La Terrasse

"La culture est une résistance à la distraction" Pasolini

Avignon - Critique

Selma & Sofiane Ouissi au plus proche du geste artisanal dans « Laaroussa Quartet » : la beauté du geste au risque de l’épuisement.

Selma & Sofiane Ouissi au plus proche du geste artisanal dans « Laaroussa Quartet » : la beauté du geste au risque de l’épuisement. - Critique sortie Avignon / 2025 Avignon Festival d’Avignon. La Fabrica

Festival d’Avignon / La Fabrica
Chorégraphie Selma et Sofiane Ouissi

Publié le 10 juillet 2025 - N° 334

Une plongée au cœur de l’art des femmes céramistes de Sejnane : c’est ce que nous propose le tandem de chorégraphes tunisiens, mêlant les arts à la rencontre d’une écriture partitionnelle.
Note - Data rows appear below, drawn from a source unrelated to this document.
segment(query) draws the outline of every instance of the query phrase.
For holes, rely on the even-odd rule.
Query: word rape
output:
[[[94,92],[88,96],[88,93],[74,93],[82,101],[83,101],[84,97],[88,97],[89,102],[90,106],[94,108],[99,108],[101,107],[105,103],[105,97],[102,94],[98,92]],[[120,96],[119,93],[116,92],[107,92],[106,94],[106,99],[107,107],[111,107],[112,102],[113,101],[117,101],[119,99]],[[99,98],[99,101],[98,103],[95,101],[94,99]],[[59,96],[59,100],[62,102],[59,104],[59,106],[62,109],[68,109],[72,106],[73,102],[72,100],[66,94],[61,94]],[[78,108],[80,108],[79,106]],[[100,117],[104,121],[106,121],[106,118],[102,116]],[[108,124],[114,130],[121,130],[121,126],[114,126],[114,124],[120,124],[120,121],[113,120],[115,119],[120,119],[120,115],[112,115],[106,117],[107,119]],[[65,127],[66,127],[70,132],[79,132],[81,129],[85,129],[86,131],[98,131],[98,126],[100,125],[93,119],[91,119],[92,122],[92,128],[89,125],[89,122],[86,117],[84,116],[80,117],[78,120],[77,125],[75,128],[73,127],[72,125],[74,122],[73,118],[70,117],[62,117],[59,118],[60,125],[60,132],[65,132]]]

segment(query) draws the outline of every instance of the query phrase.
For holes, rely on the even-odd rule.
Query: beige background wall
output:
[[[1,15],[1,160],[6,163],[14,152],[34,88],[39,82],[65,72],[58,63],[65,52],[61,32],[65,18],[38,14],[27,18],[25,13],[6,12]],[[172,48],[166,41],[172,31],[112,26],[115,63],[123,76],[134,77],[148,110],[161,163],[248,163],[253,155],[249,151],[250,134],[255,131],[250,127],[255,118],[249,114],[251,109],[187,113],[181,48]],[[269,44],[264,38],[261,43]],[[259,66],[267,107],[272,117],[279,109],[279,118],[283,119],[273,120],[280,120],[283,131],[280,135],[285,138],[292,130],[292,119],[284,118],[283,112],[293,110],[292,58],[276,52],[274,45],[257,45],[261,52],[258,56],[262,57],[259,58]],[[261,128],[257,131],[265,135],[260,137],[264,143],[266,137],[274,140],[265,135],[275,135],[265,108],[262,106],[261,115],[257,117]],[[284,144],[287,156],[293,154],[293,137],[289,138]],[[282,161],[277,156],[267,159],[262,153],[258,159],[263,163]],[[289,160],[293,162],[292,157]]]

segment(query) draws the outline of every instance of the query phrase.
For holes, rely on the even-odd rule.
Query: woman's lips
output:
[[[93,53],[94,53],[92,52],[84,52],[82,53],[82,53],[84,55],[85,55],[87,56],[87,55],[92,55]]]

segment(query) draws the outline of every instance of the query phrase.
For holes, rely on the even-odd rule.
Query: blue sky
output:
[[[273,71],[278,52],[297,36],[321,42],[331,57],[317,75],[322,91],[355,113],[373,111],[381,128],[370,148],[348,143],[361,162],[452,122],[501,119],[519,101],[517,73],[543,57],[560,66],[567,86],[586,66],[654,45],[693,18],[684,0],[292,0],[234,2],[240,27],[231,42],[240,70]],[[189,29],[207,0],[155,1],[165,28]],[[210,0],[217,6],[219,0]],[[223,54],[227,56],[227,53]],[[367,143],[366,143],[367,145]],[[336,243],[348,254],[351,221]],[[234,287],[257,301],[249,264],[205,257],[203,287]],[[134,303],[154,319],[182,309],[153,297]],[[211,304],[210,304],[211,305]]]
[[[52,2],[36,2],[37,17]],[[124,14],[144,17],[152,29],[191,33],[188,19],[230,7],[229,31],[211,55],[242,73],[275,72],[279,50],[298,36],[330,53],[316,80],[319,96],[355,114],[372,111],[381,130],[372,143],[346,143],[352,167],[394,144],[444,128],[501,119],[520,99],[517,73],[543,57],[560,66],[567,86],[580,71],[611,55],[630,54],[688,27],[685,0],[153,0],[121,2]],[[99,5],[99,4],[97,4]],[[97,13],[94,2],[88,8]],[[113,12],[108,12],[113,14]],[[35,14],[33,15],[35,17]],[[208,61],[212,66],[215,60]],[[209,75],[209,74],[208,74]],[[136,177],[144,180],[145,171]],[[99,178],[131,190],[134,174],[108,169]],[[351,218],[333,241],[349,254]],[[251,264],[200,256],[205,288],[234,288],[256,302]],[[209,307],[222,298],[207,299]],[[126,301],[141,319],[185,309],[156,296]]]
Pour cette création au Festival d’Avignon, Selma et Sofiane Ouissi présentent un quartet, mais qui réunit finalement six femmes au plateau entre danse, film, poésie, musique et chant. Un quartet qui d’ailleurs était au départ un duo dansé par les chorégraphes, et même, bien avant, un film documentaire ! Autant dire que la question du processus et de la transformation est au cœur de ce travail, né de leur rencontre avec les potières de Sejnane, au sud de la Tunisie. Fidèlement et méticuleusement, Selma et Sofiane Ouissi ont récolté leurs gestes pour les transcrire dans un système de notation de leur invention, dont les partitions sont au cœur de l’aspect chorégraphique de Laaroussa Quartet. D’abord assises, les quatre danseuses déploient leurs gestes en position de déchiffrage des partitions dans une extrême précision des mains, dans la rigueur du positionnement de chaque doigt, dans un contrôle parfait du placement, mais aussi du rythme. La danse naît incontestablement de cet état de corps malgré l’absence de la matière originelle, dans des jeux de duos, de décalages et de répétitions, jusqu’à la position debout.

A la recherche de la substance

Le projet souligne la beauté de ce geste artisanal, en décortique les cheminements, et ajuste la focale sur des détails passionnants du seul point de vue de l’analyse du mouvement. On y frappe, on y tapote, on y presse, on y chasse, on y pince, on y glisse… Au fur et à mesure du spectacle, un glissement s’installe : que nous raconte cette mécanique de gestes à vide, défaits de leur substance – l’argile ? Oui, on peut coucher des gestes sur une partition, les conserver… mais les consumer ? Finalement, on s’aperçoit d’un manque, dans ce processus qui s’épuise – par sa virtuosité, sa rectitude, sa célérité, sa dynamique – à brasser de l’air : le toucher, au sens propre comme au figuré. Hormis la belle séquence où les dos se dévoilent et où s’affirme le travail de la chair, on s’attache davantage aux émotions permises par les autres aspects du spectacle, à l’instar du chant ou de certaines images. Comme ces femmes qui se massent mutuellement le visage, et qui elles, nous touchent.

Nathalie Yokel

A propos de l'événement

Festival d’Avignon. La Fabrica


Tournée :

Du 16 au 19 octobre : Festival Dream City, Tunis (Tunisie).

Les 28 et 29 janvier : Festival Charleroi Danse (Belgique).